3.14. Ten slotte heeft [verzoeker] niet inzichtelijk gemaakt met welke schulden aan zijn ex-echtgenote zijn vordering op haar op grond van overbedeling inzake de overwaarde van de woning is verrekend. Uit de verdelingsakte blijkt dat [verzoeker] en zijn ex-echtgenote op 30 mei 1995 onder (in de akte niet nader omschreven) huwelijksvoorwaarden zijn gehuwd, dat zij de woning op 25 maart 1999 in gezamenlijke eigendom hebben verkregen, dat zij op 4 november 2016 (datum inschrijving van de echtscheidingsbeschikking van 1 juli 2016) zijn gescheiden en dat zij bij de verdeling als peildatum voor de samenstelling van waarde van de ontbonden gemeenschap 1 januari 2019 aanhouden. [verzoeker] en zijn ex-echtgenote hebben de waarde van de woning in onderling overleg vastgesteld op € 675.000. De akte vermeldt aan passiva € 485.000. De woning is aan de ex-echtgenote toegedeeld onder de verplichting om de passiva voor haar rekening te nemen. De vordering wegens onderbedeling van [verzoeker] op zijn ex-echtgenote wordt vervolgens verrekend met niet nader in de akte omschreven vorderingen uit hoofde van leningen die de ex-echtgenote op [verzoeker] heeft. Partijen verklaren daarbij dat de overbedeling van de ex-echtgenote € 80.000 bedraagt en dat tegen die waarde wordt verrekend. Het hof stelt vast dat uit de akte een overwaarde van de woning blijkt van € 190.000, zodat de overbedeling € 95.000 in plaats van € 80.000 zou bedragen. Waarom [verzoeker] en zijn ex-echtgenote in de akte ten nadele van [verzoeker] een lagere overwaarde tot uitgangspunt nemen is niet toegelicht. Daar komt bij dat de schulden aan zijn ex-echtgenote niet zijn vermeld in de door [verzoeker] overgelegde belastingaangiften of andere documenten. Dit betekent dat [verzoeker] niet aannemelijk heeft gemaakt dat de overwaarde van de woning niet geheel of voor een deel aan hem is toegekomen of had moeten toekomen en [verzoeker] ook om die reden zijn goede trouw ten aanzien van het ontstaan en onbetaald laten van zijn schulden niet aannemelijk heeft gemaakt.
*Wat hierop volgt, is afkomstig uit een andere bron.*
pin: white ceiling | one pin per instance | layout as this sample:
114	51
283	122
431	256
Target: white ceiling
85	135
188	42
3.15. Bij deze stand van zaken en het hiervoor overwogene in samenhang beschouwend, komt het hof tot het oordeel dat [verzoeker] niet voldoet aan de goede trouw toets van artikel 288 lid 1 onder b Fw. Hoewel de beschermingsbewindvoerder aangeeft dat het bewind naar volle tevredenheid verloopt, ziet het hof - met name gelet op de aard en de omvang van de schulden en het gebrek aan (toetsbare) onderbouwing van zijn toelichting op het ontstaan en onbetaald laten van die schulden - geen aanleiding om de hardheidsclausule toe te passen. Dit betekent dat [verzoeker] op dit moment niet kan worden toegelaten tot de wsnp.

4 De beslissing

Het hof:

bekrachtigt het vonnis van de rechtbank Overijssel, zittingsplaats Almelo van 14 juli 2025.

Dit arrest is gewezen door mrs. M.P.M. Hennekens, M.H.F van Vugt en H.M.L. Dings, is ondertekend door mr. M.H.F. van Vugt en in tegenwoordigheid van de griffier uitgesproken ter openbare terechtzitting van 9 september 2025.